How much time heals wounds?

Today marks the second anniversary of loosing Peanut. In some ways, it hurts more this year than last. So I find myself asking, if time heals all wounds, how much is time?

It's funny that I don't know the exact date in my head of when I lost Peanut. I just know it's early in October and I can tell because I start to get very emotional, anxious, irritable and sad a few days before hand. That then leads me to check the date - 9 October. Today is when I had the DNC as I count that as the day Peanut was taken away from me. 

Even though it's 2 years on, tears still well up when I think about that day. I suppose that's what painful anniversaries do. There is no joy or happiness in remembering it, just pain and sorrow. I remember having to sit in a sterile room by myself. I remember being put back for emergency ceasars. I remember waking up in the recovery room and seeing blood. I remember eating the worst sandwiches ever. I remember them not telling me my husband was in the waiting room where he'd been sitting for an hour. 

I remember the aftermath of getting a call from my obstetrician's office asking me to relive what happened. And receiving a bill in the mail for my so called "abortion." Those things were just salt in the wound.

The pain is in no way reduced or deleted because I have Sticky - in fact I think it's made even worse. I know in my rational mind that if I had Peanut I wouldn't have Sticky and I know she was the baby I was meant to have.

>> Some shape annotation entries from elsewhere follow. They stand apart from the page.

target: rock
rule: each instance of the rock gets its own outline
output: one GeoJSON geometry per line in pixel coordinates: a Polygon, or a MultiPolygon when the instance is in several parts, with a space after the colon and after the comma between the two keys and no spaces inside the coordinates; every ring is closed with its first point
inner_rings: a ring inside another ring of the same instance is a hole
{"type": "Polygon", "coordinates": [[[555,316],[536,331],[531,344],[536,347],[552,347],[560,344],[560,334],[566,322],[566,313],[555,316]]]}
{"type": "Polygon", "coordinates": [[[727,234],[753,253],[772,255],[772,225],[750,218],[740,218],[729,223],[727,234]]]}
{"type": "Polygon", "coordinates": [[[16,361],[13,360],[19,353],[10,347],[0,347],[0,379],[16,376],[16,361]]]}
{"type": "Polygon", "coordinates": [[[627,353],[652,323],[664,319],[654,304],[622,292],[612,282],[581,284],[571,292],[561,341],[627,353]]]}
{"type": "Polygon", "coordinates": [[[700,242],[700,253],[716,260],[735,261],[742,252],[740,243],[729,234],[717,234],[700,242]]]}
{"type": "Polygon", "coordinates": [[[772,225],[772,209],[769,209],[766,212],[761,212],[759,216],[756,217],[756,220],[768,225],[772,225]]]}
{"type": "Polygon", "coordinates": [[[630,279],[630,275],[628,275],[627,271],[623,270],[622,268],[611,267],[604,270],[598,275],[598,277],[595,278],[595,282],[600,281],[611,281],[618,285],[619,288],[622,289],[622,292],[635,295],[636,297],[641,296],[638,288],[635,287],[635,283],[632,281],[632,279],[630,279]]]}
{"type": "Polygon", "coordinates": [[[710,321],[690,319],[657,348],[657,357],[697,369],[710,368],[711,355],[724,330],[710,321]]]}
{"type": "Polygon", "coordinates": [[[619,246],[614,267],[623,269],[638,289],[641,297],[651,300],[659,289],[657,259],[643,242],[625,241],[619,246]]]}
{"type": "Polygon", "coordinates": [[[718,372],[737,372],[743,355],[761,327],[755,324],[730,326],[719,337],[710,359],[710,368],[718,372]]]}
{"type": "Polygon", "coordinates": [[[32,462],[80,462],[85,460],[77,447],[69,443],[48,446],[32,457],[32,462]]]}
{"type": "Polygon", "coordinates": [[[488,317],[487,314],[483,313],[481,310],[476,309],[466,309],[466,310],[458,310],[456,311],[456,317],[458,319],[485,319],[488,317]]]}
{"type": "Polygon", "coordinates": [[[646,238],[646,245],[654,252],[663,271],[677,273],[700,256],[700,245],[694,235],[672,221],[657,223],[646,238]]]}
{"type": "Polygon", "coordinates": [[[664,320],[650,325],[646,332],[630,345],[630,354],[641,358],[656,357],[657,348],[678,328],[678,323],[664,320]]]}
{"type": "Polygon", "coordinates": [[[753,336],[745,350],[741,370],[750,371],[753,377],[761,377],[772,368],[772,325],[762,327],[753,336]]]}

But as I watch her grow and develop, I can't help but wonder what Peanut would have been like.

I took Sticky to the movies today with a friend and her baby. She was so funny talking to her little friend, trying to stroke her and hold her hand and getting upset when she got upset. Yesterday when I took her swimming, she was laughing and smiling for the old ladies who were meant to be doing their exercises. She clearly has such a kind and loving nature that others can't help but be drawn to. I wonder if Peanut had the same?

On the bright side, I feel him sitting on my shoulder telling me everything is going to be alright. When I have moments of doubt about my business, or worry about Sticky, or just worry in general, I feel him there. Sometimes I can even feel him giving me a hug or stroking my cheek. It makes me think he definitely had the same loving nature his sister has. 

So as another year passes, on some level I'm glad I remember. I'm just hoping in time the gratitude I feel for my little angel sitting on my shoulder surpasses the pain and sorrow that this date brings. I don't know how long that will take but I'm hopeful it will be sooner rather than later. Until then, I just keep saying my thanks for his presence and guidance. What a lucky Mother I am to have such a clever and calming son!